The nation’s trade deficit swelled in January to another monthly record, data showed Thursday, as once-bumper surpluses disappear under the weight of soaring post-Fukushima energy bills, an imbalance driven by Prime Minister Shinzo Abe’s cheap-yen policies.

The ¥2.79 trillion shortfall also underscored a boost in purchases of foreign goods ahead of an April sales tax rise, analysts said, as fears grow that the hike will derail a recovery in the world’s third-largest economy.

Japan’s yawning deficit marked the latest worrying news after its sizzling GDP growth in the first half of last year slowed to a crawl in the fourth quarter, and as it posted a record trade deficit through 2013.

The yen has lost about a fifth of its value against the dollar since late 2012, owing to a policy blitz dubbed “Abenomics,” which meshes government spending with massive central bank monetary easing — a plan aimed at reviving the long-lumbering economy.

While the weaker currency boosts exporters’ profitability, it also makes goods purchased from overseas more expensive.

The growing imbalance was stoked by a 25 percent jump in January imports to a record ¥8.04 trillion on pricey bills for oil and gas purchases, after Japan shuttered its nuclear reactors amid the worst atomic crisis in a generation at Fukushima in 2011.

But the monthly volume of energy imports has been slowing, with January’s rise also driven by stronger spending ahead of the tax rise, which is seen as crucial to bringing down eye-watering national debt, said London-based Capital Economics.

“The most recent increase in imports can largely be attributed to strong domestic demand ahead of the upcoming sales tax hike, and a narrowing in the shortfall seems likely after April,” it added.

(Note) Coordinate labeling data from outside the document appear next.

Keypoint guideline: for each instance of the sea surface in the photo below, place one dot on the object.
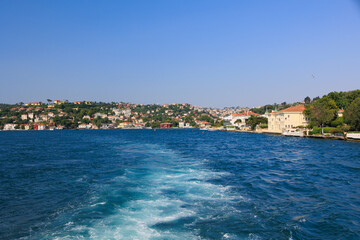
(177, 184)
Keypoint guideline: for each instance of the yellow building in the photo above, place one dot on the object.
(288, 118)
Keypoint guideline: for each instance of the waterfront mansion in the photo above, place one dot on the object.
(288, 118)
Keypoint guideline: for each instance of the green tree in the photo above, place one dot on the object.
(352, 114)
(253, 121)
(322, 111)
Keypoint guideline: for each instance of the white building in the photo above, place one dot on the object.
(9, 126)
(240, 118)
(101, 115)
(288, 118)
(41, 127)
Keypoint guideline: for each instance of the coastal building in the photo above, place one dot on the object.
(58, 102)
(165, 125)
(101, 115)
(127, 112)
(33, 104)
(125, 125)
(204, 124)
(288, 118)
(240, 118)
(85, 126)
(139, 125)
(41, 127)
(9, 126)
(340, 113)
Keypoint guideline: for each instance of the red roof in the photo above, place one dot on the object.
(245, 114)
(297, 108)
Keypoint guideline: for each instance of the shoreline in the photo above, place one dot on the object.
(342, 138)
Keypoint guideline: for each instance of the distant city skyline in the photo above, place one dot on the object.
(206, 53)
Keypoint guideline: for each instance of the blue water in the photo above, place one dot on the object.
(176, 184)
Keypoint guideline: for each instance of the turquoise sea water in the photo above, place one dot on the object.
(176, 184)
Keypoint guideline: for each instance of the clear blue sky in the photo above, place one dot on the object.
(207, 53)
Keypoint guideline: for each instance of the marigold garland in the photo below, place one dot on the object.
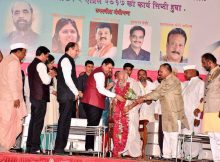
(120, 129)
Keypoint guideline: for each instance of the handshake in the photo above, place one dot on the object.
(140, 100)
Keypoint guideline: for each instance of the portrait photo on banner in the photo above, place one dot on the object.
(136, 43)
(65, 30)
(103, 38)
(22, 25)
(174, 43)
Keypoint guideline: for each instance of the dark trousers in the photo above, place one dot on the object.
(160, 134)
(93, 115)
(82, 113)
(66, 110)
(38, 111)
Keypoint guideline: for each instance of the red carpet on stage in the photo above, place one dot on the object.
(19, 157)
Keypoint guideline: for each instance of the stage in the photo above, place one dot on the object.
(20, 157)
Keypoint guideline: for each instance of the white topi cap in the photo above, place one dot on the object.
(189, 67)
(18, 45)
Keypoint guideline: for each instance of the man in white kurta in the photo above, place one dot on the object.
(146, 111)
(12, 106)
(134, 144)
(192, 92)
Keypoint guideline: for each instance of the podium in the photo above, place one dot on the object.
(199, 138)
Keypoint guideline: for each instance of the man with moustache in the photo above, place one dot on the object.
(104, 47)
(146, 110)
(210, 105)
(134, 51)
(94, 97)
(67, 94)
(12, 105)
(22, 15)
(192, 92)
(176, 41)
(169, 93)
(39, 79)
(82, 80)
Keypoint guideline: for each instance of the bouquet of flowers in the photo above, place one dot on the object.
(130, 94)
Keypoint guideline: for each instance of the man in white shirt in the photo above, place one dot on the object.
(158, 116)
(67, 94)
(193, 91)
(39, 79)
(94, 97)
(146, 111)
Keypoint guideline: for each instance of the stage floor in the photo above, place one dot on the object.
(20, 157)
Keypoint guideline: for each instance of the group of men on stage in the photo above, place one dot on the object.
(183, 106)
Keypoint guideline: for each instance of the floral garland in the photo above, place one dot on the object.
(120, 129)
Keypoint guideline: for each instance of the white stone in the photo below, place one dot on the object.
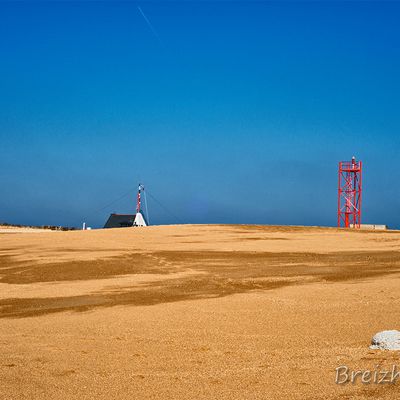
(386, 340)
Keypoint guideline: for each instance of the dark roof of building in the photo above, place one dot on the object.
(120, 221)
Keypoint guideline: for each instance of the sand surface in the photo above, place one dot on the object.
(196, 312)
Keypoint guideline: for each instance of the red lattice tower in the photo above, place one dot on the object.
(349, 196)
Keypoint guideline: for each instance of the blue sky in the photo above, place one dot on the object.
(231, 112)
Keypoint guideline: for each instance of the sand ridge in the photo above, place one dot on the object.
(195, 312)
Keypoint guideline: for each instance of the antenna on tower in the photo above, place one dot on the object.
(349, 193)
(139, 219)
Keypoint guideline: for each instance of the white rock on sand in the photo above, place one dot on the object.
(386, 340)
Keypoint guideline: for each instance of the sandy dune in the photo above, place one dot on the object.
(196, 312)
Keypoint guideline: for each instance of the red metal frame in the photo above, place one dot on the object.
(349, 193)
(138, 199)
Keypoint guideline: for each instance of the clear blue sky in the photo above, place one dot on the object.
(232, 112)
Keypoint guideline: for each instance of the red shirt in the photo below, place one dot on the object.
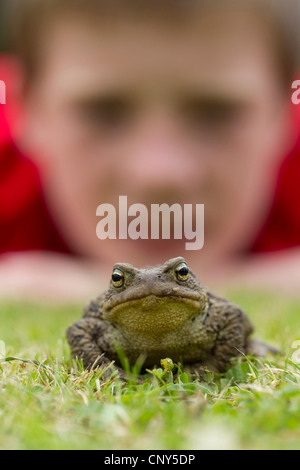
(25, 222)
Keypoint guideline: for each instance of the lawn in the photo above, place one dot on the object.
(48, 402)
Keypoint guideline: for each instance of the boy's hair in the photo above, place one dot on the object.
(29, 17)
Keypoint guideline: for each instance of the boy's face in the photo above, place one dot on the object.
(161, 114)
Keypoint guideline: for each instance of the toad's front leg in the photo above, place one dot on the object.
(83, 339)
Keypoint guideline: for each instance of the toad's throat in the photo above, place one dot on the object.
(154, 314)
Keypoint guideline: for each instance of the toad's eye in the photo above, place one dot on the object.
(182, 272)
(117, 278)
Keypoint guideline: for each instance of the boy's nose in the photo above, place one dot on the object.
(160, 155)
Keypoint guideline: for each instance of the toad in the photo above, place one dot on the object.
(159, 312)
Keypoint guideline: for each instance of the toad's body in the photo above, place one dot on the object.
(160, 312)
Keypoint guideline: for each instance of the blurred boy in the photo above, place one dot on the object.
(164, 102)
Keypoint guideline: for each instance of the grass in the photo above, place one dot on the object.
(48, 402)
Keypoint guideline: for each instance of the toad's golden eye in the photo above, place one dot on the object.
(182, 272)
(117, 278)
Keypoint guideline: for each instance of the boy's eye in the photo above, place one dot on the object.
(107, 112)
(212, 114)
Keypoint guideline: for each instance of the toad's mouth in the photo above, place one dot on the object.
(154, 313)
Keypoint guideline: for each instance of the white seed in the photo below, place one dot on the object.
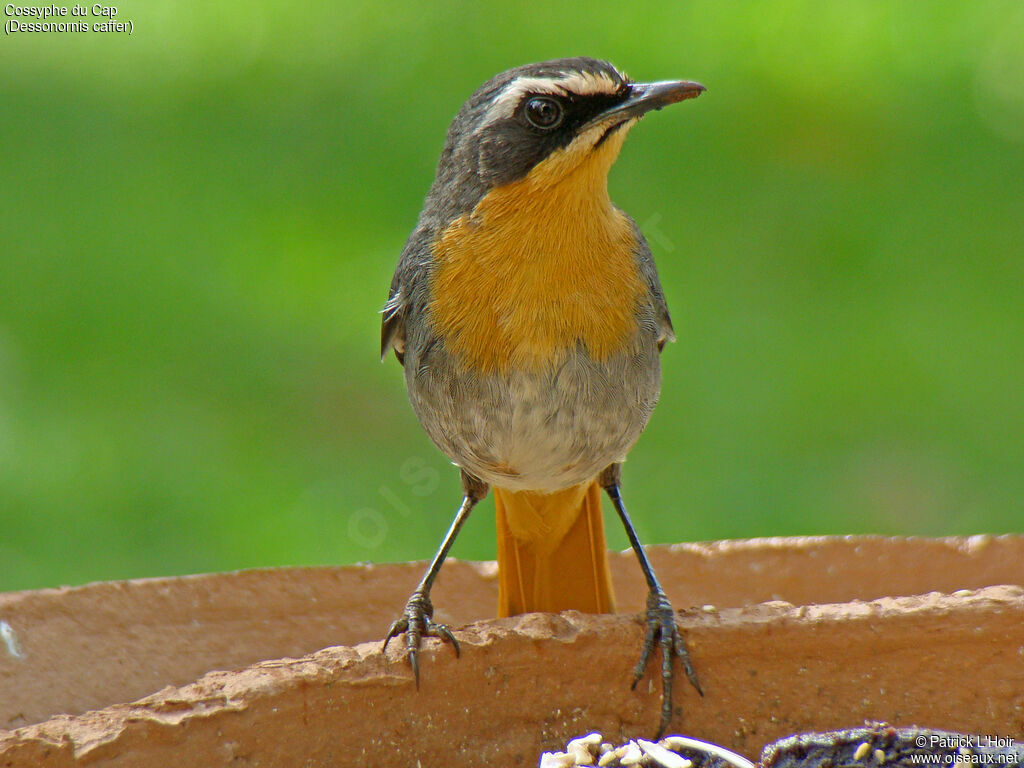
(581, 755)
(663, 757)
(583, 749)
(633, 755)
(557, 760)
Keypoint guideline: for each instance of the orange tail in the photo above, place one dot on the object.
(551, 552)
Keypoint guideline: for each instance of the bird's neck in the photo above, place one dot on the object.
(540, 267)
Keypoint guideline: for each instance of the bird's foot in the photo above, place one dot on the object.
(662, 630)
(417, 622)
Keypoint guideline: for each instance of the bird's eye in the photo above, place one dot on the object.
(543, 113)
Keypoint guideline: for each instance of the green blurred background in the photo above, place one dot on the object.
(200, 223)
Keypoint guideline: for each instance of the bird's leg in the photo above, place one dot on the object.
(417, 620)
(659, 617)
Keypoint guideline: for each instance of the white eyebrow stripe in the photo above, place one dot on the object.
(584, 83)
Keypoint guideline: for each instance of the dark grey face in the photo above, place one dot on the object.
(543, 118)
(514, 121)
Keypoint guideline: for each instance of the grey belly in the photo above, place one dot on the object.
(542, 430)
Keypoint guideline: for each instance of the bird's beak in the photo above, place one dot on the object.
(646, 96)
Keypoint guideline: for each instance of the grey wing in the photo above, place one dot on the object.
(408, 287)
(649, 271)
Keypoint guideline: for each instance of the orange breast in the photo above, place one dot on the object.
(540, 265)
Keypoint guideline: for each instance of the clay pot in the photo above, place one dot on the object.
(787, 635)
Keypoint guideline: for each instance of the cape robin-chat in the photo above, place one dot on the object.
(528, 316)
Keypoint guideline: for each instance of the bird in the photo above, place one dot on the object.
(527, 314)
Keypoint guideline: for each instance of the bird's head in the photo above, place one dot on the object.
(544, 121)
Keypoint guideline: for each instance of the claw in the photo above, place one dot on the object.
(417, 622)
(663, 630)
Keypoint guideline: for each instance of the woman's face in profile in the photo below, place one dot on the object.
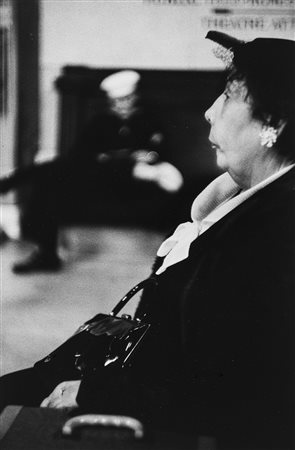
(234, 133)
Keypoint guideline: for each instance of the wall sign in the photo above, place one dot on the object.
(273, 17)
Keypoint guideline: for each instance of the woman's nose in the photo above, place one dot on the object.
(208, 115)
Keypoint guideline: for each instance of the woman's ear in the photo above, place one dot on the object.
(276, 124)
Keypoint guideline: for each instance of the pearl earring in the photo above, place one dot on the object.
(268, 136)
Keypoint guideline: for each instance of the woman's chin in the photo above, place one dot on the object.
(220, 160)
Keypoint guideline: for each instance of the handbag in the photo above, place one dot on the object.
(103, 342)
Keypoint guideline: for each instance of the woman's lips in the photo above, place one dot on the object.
(214, 146)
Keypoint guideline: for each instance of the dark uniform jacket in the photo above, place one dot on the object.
(219, 358)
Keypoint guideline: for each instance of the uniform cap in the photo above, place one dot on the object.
(120, 84)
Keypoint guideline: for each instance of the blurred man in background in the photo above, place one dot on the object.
(119, 164)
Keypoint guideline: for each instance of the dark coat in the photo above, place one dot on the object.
(220, 355)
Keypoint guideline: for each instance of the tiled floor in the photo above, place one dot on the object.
(38, 312)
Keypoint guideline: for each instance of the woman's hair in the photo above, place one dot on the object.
(273, 101)
(266, 66)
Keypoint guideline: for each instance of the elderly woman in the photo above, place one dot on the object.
(219, 357)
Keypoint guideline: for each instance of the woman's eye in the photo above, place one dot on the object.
(226, 94)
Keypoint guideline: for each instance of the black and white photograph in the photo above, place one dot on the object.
(147, 224)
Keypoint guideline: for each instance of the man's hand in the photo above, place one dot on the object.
(63, 396)
(164, 174)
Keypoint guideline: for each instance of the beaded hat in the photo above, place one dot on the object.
(270, 60)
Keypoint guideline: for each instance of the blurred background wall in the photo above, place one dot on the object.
(40, 37)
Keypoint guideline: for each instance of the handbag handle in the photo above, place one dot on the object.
(103, 420)
(124, 300)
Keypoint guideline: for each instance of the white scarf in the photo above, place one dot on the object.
(214, 202)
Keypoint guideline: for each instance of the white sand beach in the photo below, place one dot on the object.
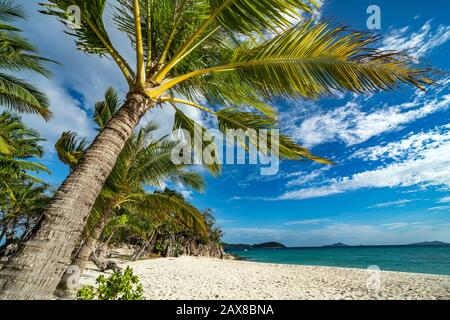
(195, 278)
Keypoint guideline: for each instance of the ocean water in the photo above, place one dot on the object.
(417, 259)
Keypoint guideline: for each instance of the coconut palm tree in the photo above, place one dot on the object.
(23, 205)
(18, 145)
(22, 195)
(144, 162)
(17, 54)
(202, 54)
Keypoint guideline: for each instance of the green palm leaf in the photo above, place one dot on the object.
(232, 119)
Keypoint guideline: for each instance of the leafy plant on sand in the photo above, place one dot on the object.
(210, 55)
(118, 286)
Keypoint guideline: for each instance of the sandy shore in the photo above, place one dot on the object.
(203, 278)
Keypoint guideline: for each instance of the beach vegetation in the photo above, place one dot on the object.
(119, 286)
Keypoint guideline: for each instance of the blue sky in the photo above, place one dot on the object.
(390, 184)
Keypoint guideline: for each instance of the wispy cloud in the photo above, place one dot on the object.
(418, 43)
(398, 203)
(307, 222)
(352, 125)
(421, 166)
(444, 200)
(441, 208)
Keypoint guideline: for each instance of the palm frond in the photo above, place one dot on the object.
(91, 35)
(189, 179)
(176, 207)
(233, 119)
(10, 10)
(316, 60)
(200, 140)
(70, 148)
(16, 94)
(106, 109)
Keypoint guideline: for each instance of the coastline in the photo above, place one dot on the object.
(194, 278)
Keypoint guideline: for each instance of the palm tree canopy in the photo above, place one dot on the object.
(16, 55)
(238, 54)
(144, 162)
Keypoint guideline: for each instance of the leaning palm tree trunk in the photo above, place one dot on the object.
(35, 271)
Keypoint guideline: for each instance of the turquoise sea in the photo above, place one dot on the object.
(417, 259)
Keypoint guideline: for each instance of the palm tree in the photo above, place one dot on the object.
(22, 195)
(23, 205)
(144, 162)
(198, 53)
(18, 145)
(17, 54)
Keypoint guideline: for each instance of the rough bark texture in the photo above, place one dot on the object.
(36, 270)
(91, 243)
(87, 248)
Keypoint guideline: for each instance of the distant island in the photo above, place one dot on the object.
(277, 245)
(430, 243)
(426, 243)
(265, 245)
(337, 245)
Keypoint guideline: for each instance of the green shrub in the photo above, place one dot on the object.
(119, 286)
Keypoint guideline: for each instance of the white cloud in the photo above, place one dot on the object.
(304, 178)
(351, 125)
(68, 116)
(445, 200)
(398, 203)
(397, 150)
(307, 222)
(418, 44)
(442, 208)
(424, 166)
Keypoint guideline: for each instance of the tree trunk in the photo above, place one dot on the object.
(36, 270)
(90, 245)
(87, 248)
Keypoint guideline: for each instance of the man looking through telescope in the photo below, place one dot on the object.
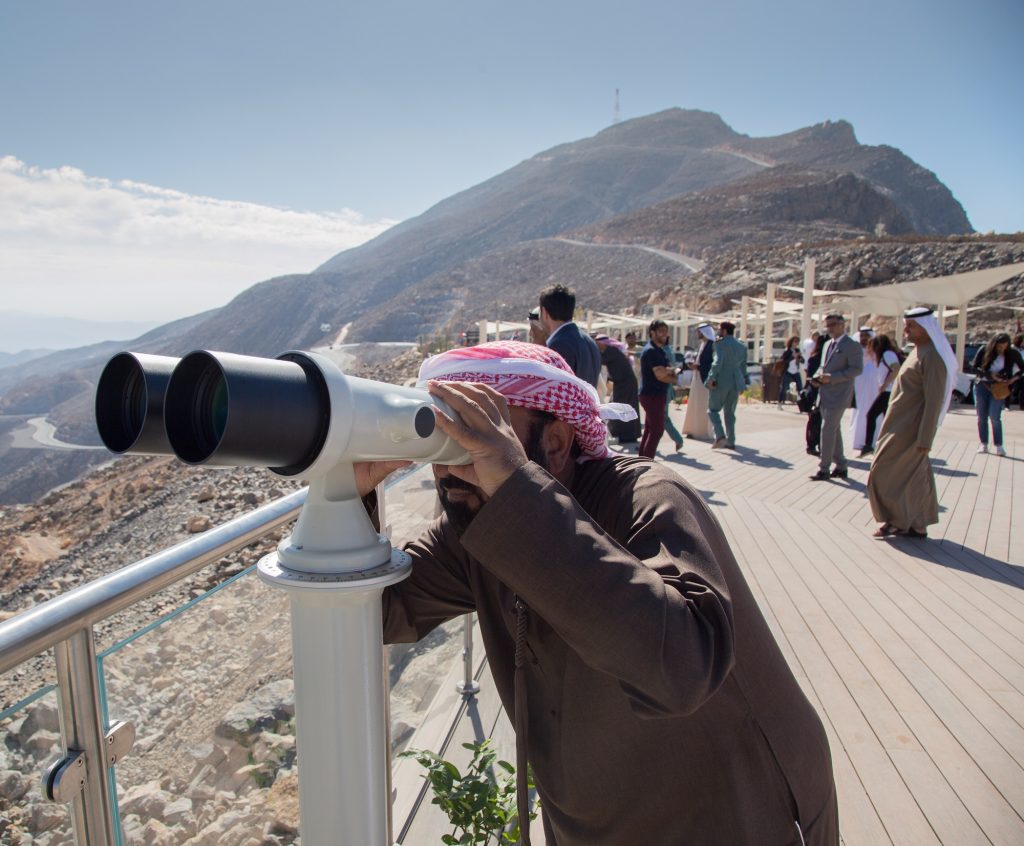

Despite upbeat exports to key markets in the United States, China and Europe, the January deficit ballooned by 70.8 percent from a year earlier and was equal to about one-quarter the country’s trade deficit through all of 2013.

Exports rose 9.5 percent to ¥5.25 trillion, partly driven by a jump in shipments of vehicles, but the value of shipments overseas lagged the sharp drop in the yen, Nomura Securities Co. said.

“Japanese companies have probably not benefited fully from the depreciation,” it said in a report.